Poche parole (ma buone), e tanti, tanti fatti. Questo è mister Daniele Rizzardi, l’allenatore scelto per allenare il gruppo dei 2003, uno dei più affiatati e con più potenzialità della storia recente del Settore Giovanile rossoblu. Un grupp, approdato quest’anno alla categoria Allievi, che deve fare quel salto finora non totalmente effettuato.
Ecco la breve chiacchierata che abbiamo fatto con lui: buona lettura!
Mister, per lei sono i primi mesi a Castiglione come allenatore, un bilancio tecnico del suo primo quadrimestre in rossoblu?
I primi quattro mesi devo dire molto positivi: ho trovato una società molto organizzata e molto presente in tutte le sue figure, sia negli allenamenti che nelle partite.
E un bilancio umano, invece? Il rapporto con dirigenti, collaboratori, famiglie… 
Ho instaurato un rapporto con i dirigenti molto positivo, per valutare e essere valutato per il lavoro che sto svolgendo e per migliorare i ragazzi nei punti negativi sia tecnici che tattici, e anche umani. Con i genitori c’è un rapporto reciproco di rispetto, e di grande disponibilità.
Allenare in un settore giovanile è una missione non solo sportiva, ma anche educativa. Qual è il suo approccio con i ragazzi? 
Il mio approccio coi ragazzi è far capire “che io sono il mister e loro i giocatori” e che devono apprendere le regole del calcio, spiegandogliele anche più volte e con più chiarezza, se necessario.
Quella 2018 – 2019 sarà una stagione importante per il vivaio rossoblu, il primo anno con un nuovo responsabile di grande esperienza come Endro Gola. Quali sono i suoi obiettivi personali e quali quelli di squadra?

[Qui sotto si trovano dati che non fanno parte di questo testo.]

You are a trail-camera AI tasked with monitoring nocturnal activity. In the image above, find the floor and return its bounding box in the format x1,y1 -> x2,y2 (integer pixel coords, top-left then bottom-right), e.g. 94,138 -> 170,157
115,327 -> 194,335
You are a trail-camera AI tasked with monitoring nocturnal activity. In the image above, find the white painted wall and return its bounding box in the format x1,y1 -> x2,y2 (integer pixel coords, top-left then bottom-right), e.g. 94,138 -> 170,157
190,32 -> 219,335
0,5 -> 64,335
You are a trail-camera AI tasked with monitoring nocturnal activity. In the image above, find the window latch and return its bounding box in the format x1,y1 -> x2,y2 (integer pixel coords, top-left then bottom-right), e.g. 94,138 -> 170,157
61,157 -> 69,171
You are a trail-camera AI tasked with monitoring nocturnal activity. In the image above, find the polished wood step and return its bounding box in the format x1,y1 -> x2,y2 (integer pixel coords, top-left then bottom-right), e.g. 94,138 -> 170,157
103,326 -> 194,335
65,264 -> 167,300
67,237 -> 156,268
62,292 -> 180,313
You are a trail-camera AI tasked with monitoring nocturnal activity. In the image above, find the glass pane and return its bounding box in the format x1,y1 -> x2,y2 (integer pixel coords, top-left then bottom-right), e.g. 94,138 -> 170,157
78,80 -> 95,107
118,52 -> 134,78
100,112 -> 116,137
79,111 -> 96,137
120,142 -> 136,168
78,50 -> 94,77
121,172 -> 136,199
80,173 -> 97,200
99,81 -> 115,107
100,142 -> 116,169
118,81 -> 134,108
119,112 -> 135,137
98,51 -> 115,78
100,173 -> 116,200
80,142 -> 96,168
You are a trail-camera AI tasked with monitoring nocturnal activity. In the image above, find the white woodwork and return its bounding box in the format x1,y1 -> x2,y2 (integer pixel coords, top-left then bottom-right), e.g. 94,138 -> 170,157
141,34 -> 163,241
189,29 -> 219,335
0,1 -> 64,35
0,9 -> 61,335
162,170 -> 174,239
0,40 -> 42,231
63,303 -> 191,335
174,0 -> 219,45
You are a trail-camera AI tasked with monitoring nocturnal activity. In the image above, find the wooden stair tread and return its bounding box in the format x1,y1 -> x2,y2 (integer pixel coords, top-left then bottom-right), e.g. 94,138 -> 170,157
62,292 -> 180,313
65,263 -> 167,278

il 2018-2019 deve essere una stagione importante per la loro crescita sia mentale che fisica, e anche per portare la squadra al massimo possibile della classifica. Il nostro responsabile Endro Gola è un vero professionista del calcio, mi sta aiutando sia nella comunicazione col singolo giocatore, sia negli esercizi di allenamento settimanale. I miei obiettivi sono in primis mantenere sempre educazione e rispetto per tutti. Poi gli obiettivi che ho dato ai miei ragazzi per farli sentire più forti agonisticamente è di arrivare in alto, possibilmente nei primi posti in classifica.
Ed ora, momento curiosità: qual è il suo giocatore preferito, di sempre? E perchè? 
Il mio giocatore preferito e Roberto Baggio perché lo ammiro tecnicamente essendo un giocatore unico al mondo.